Peter-Weyl theorem for Iwahori groups and highest weight categories
Evgeny Feigin, Anton Khoroshkin, Ievgen Makedonskyi, Daniel Orr
TL;DR
The paper develops a categorical framework to analyze the algebra of functions on the Iwahori subgroup of an affine Kac–Moody group, proving a Peter–Weyl-type theorem in this setting. By identifying standard and costandard objects with generalized Weyl modules and expressing their characters via specialized nonsymmetric Macdonald polynomials, it shows that the category of Iwahori representations is stratified and yields a filtrational decomposition of the function bimodule gr k[𝕀] as a sum of tensor products ∇_λ ⊗_{A_λ} (Δ_λ^∨)^o. This leads to a reciprocal Macdonald-type identity expressing indecomposable projective characters as nonnegative combinations of standard characters, with BGG reciprocity providing the positivity. The work unifies pro-algebraic group structures, Macdonald polynomial theory, and Iwahori module theory to produce explicit character formulas and structural filtrations, extending previous A-type results to general types and offering a categorical explanation for Macdonald identities in this setting.
Abstract
We study the algebra of functions on the Iwahori group via the category of graded bounded representations of its Lie algebra.
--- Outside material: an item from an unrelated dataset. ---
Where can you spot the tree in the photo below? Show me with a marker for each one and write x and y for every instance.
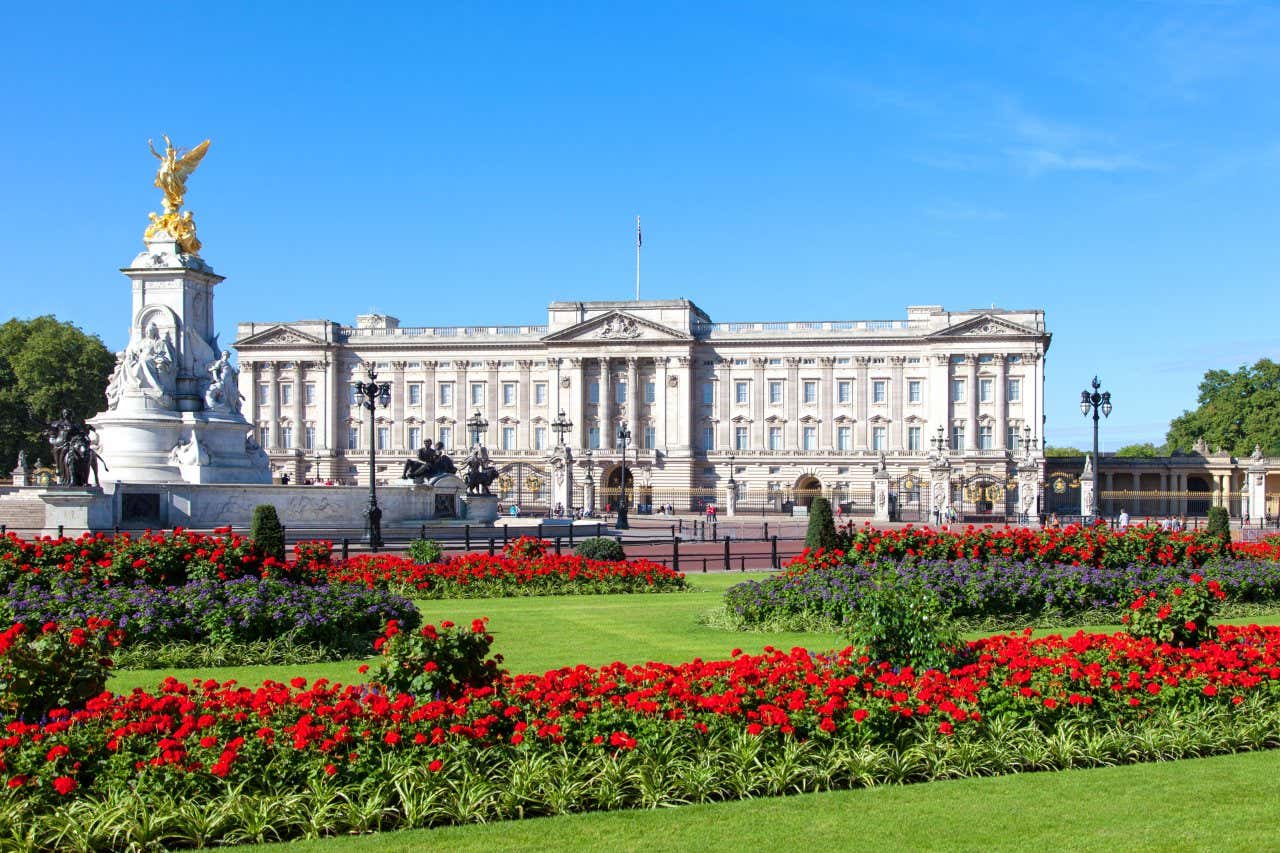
(1237, 410)
(45, 366)
(1139, 451)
In particular, we identify the standard and costandard objects in this category with certain generalized Weyl modules. Using this identification we express the characters of the standard and costandard objects in terms of specialized nonsymmetric Macdonald polynomials. We also prove that our category of interest admits a generalized highest weight structure (known as stratified structure). We show, more generally, that such a structure on a category of representations of a Lie algebra implies the Peter-Weyl type theorem for the corresponding algebraic group. In the Iwahori case, standard filtrations of indecomposable projective objects correspond to new ``reciprocal'' Macdonald-type identities.